LSD of sample covariances of superposition of matrices with separable covariance structure
Javed Hazarika, Debashis Paul
TL;DR
This work analyzes the limiting spectral distribution (LSD) of the sample covariance S_n = \frac{1}{n}XX^*, where X = \sum_{r=1}^K X_r and X_r = A_r^{1/2} Z_r B_r^{1/2}. Under simultaneous diagonalizability of the scaling matrices and convergence of their joint spectral distributions to H and G with p/n \to c, the LSD exists and is characterized by a system of integral equations for the Stieltjes transforms, with a unique solution in the Stieltjes class. The authors provide multiple equivalent characterizations of the LSD (via h and g fixed-point equations and via s_F(z)) and extend the results to non-diagonal scalings through a Lindeberg-type argument, as well as to general (potentially unbounded) population spectra.
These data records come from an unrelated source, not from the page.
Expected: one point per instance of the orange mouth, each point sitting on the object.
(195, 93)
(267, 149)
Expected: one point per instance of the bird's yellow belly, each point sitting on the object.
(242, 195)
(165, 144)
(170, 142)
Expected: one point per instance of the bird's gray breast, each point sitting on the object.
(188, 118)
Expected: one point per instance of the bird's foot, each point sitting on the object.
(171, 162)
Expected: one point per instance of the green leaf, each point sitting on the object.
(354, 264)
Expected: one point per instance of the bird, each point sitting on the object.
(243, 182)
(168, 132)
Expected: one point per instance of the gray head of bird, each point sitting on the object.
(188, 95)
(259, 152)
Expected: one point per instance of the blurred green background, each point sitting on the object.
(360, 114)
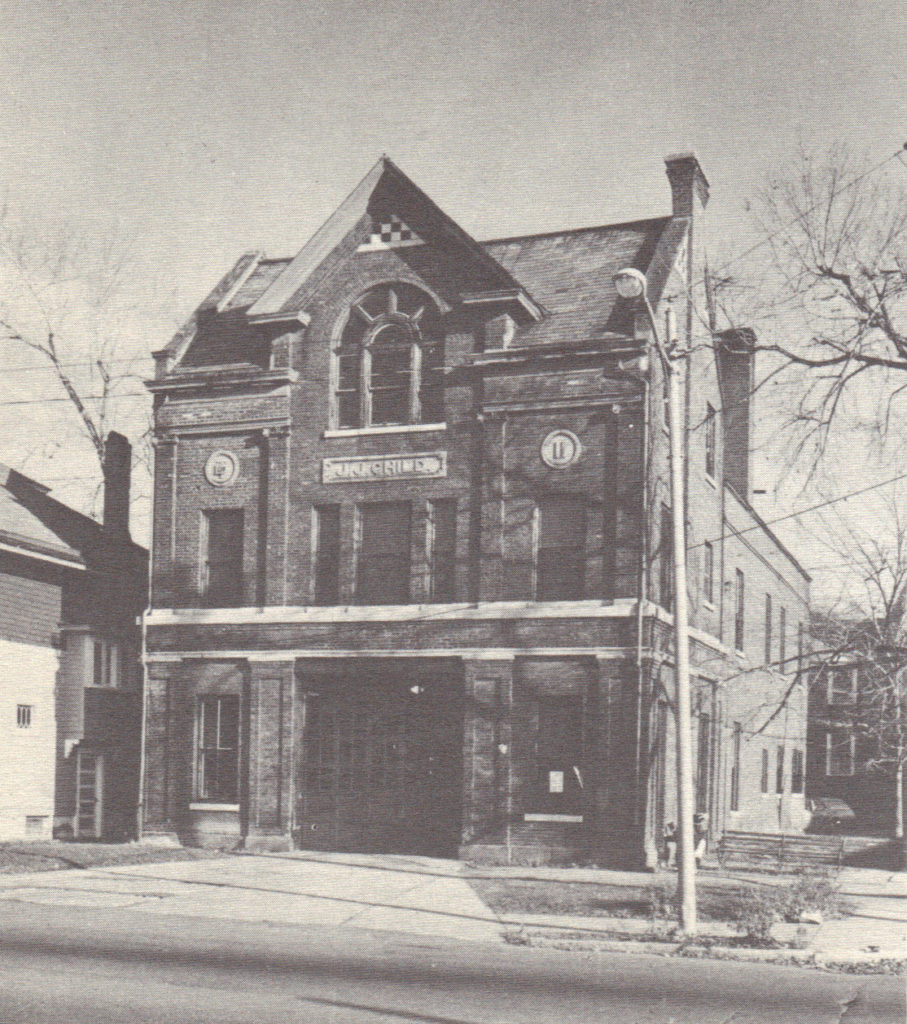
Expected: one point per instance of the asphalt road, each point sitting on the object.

Special cases recover known separable-covariance results and yield closed-form expressions akin to the MP law under certain symmetry assumptions. The theoretical findings are complemented by simulations illustrating the agreement between empirical and predicted spectra and highlighting the impact of tail behavior on edge stability.
Abstract
We study the asymptotic behavior of the spectra of matrices of the form $S_n = \frac{1}{n}XX^*$ where $X =\sum_{r=1}^K X_r$, where $X_r = A_r^\frac{1}{2}Z_rB_r^\frac{1}{2}$, $K \in \mathbb{N}$ and $A_r,B_r$ are sequences of positive semi-definite matrices of dimensions $p\times p$ and $n\times n$, respectively. We establish the existence of a limiting spectral distribution for $S_n$ by assuming that matrices $\{A_r\}_{r=1}^K$ are simultaneously diagonalizable and $\{B_r\}_{r=1}^K$ are simultaneously digaonalizable, and that the joint spectral distributions of $\{A_r\}_{r=1}^K$ and $\{B_r\}_{r=1}^K$ converge to $K$-dimensional distributions, as $p,n\to \infty$ such that $p/n \to c \in (0,\infty)$. The LSD of $S_n$ is characterized by system of equations with unique solutions within the class of Stieltjes transforms of measures on $\mathbb{R}_+$. These results generalize existing results on the LSD of sample covariances when the data matrices have a separable covariance structure.